No dia 20 de agosto, coincidindo com o primeiro turno das eleições presidenciais, um referendo decidiu suspender a exploração de um dos vários blocos petrolíferos da reserva natural Yasuní, no nordeste da Amazônia.
O último censo, realizado em 2022, mostra que os indígenas representam quase 8% da população equatoriana, embora segundo o líder indígena e ex-candidato presidencial Yaku Pérez, este número é de 25%, com base em estudos antropológicos.
Os povos indígenas protagonizaram uma mobilização histórica em 1990, quando o governo cedeu 2,3 milhões de hectares de terras em todo o país, com mais de um milhão destes hectares pertencentes a comunidades na Amazônia, onde o petróleo é extraído.
A poderosa Confederação das Nacionalidades Indígenas do Equador (Conaie, na sigla em espanhol) também participou de manifestações que derrubaram três presidentes entre 1997 e 2005. A entidade liderou grandes protestos em junho de 2022 contra o aumento do custo de vida, que deixaram seis mortos e forçou o governo Lasso a reduzir os preços dos combustíveis.
- Ex-protetor de Julian Assange -
Durante sete anos, de 2012 a 2019, o fundador do site WikiLeaks, Julian Assange, que publicou documentos confidenciais sobre atividades militares e diplomáticas dos Estados Unidos e de outros países, se refugiou na embaixada do Equador em Londres.
Mas o país sul-americano retirou o asilo diplomático após o início do mandato de Lenin Moreno (2017-2021), mais próximo aos EUA do que o seu antecessor esquerdista e ex-aliado Rafael Correa, hoje radicado na Bélgica.
Preso pela polícia britânica em abril de 2019, o australiano está desde então em uma prisão de segurança máxima perto de Londres, de onde recorreu da decisão de extradição para os Estados Unidos, que o exigem sob a acusação de divulgar documentos sensíveis à segurança nacional americana.
- Petróleo, banana e camarão -
A exploração do petróleo tem sido um pilar da economia equatoriana desde a década de 1970, chegando a gerar receitas de US$ 10 bilhões em 2022 (R$ 51,6 bilhões, na cotação da época), representando quase 10% do PIB do país.
Os outros principais itens de exportação são camarão e banana (mais populares no mundo), além do cacau e rosas.

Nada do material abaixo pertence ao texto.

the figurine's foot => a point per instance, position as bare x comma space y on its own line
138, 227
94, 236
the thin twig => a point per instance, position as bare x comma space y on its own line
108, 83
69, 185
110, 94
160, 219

Em 2022, o crescimento do PIB foi de 2,9% segundo o Banco Mundial.
- Ilhas Galápagos -
Banhado pelo Oceano Pacífico, o Equador é um dos menores países da América do Sul, com uma extensão territorial de 256.370 km².
As Ilhas Galápagos, de sua propriedade e que inspiraram o naturalista britânico Charles Darwin em sua teoria da evolução das espécies no século XIX, são classificadas pela Unesco como Patrimônio Mundial por sua fauna e flora únicas no mundo.
Este arquipélago vulcânico, que recebeu o seu nome devido às tartarugas gigantes encontradas nesta região, é um dos locais mais sujeitos à mudança climática. Entre suas espécies ameaçadas de extinção estão iguanas marinhas, pinguins, biguás e leões marinhos.
Em maio, o Equador obteve a redução de aproximadamente US$ 1 bilhão (R$ 5 bilhões) da dívida externa, ao se comprometer a destinar US$ 450 milhões (em torno de 2,8 bilhões) para proteger a ilha.